Wednesday, June 2, 2010

Dennis Hopper at Rice

Dennis Hopper came to the Rice Media Center in 1983 for a performance, the Russian Dynamite Death Chair Act, in which Hopper entered a coffin that was then blown up with dynamite. My old film professor, Brian Huberman, filmed it.

Here's what Huberman writes on his blog about that eventful evening.
The dynamite coffin stunt could not be performed at Rice for safety/insurance reasons, so Hopper hired a fleet of school buses to transport the audience to a race track north of town off Hopper road. Hopper brought in a Hollywood stuntman to design the event & all went as planned. The video clearly shows how out of control our hero was at this time who was being supplied with a steady diet of exotic substances.

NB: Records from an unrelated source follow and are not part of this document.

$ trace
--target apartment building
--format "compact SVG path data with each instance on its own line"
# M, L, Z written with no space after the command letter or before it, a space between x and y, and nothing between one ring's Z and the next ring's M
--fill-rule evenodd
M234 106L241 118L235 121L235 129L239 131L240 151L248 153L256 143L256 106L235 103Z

Hopper vanished into Mexico following his Houston experience & the last I heard he was seen running naked through some city street. Too tough to be destroyed by such self abuse, Hopper later appeared on the cover of Vanity Fair, recovered, regenerated & ready…!
Then Brian adds...
p.s. I forgot to mention that the large guy making the sign of the cross is the writer Terry Southern and the jerk threatening to blow up my camera is the German filmmaker, Wim Wenders.
There is another first-hand account of that crazy evening is here. Alas, I was a freshman at Texas A&M when this craziness was happening. I transferred to Rice the next year. I had three classes with Brian while at Rice--he was a great, easy-going, laconic professor. He had what seemed to me a bizarre fascination with John Wayne (strange for an English guy--but his love of Wayne and Westerns in general were probably what brought him to Texas in the first place). He is still a professor at Rice after all these years. I practically lived at the Media Center for a year or so as an undergrad. And after Dennis Hopper blew through town, folks associated with the Ferus Gallery continued to visit Rice and do cool (if not actually explosive) things, including Robert Irwin and Ed Kienholz. I put it all down to the influence of Walter Hopps, who showed up in Houston in 1981.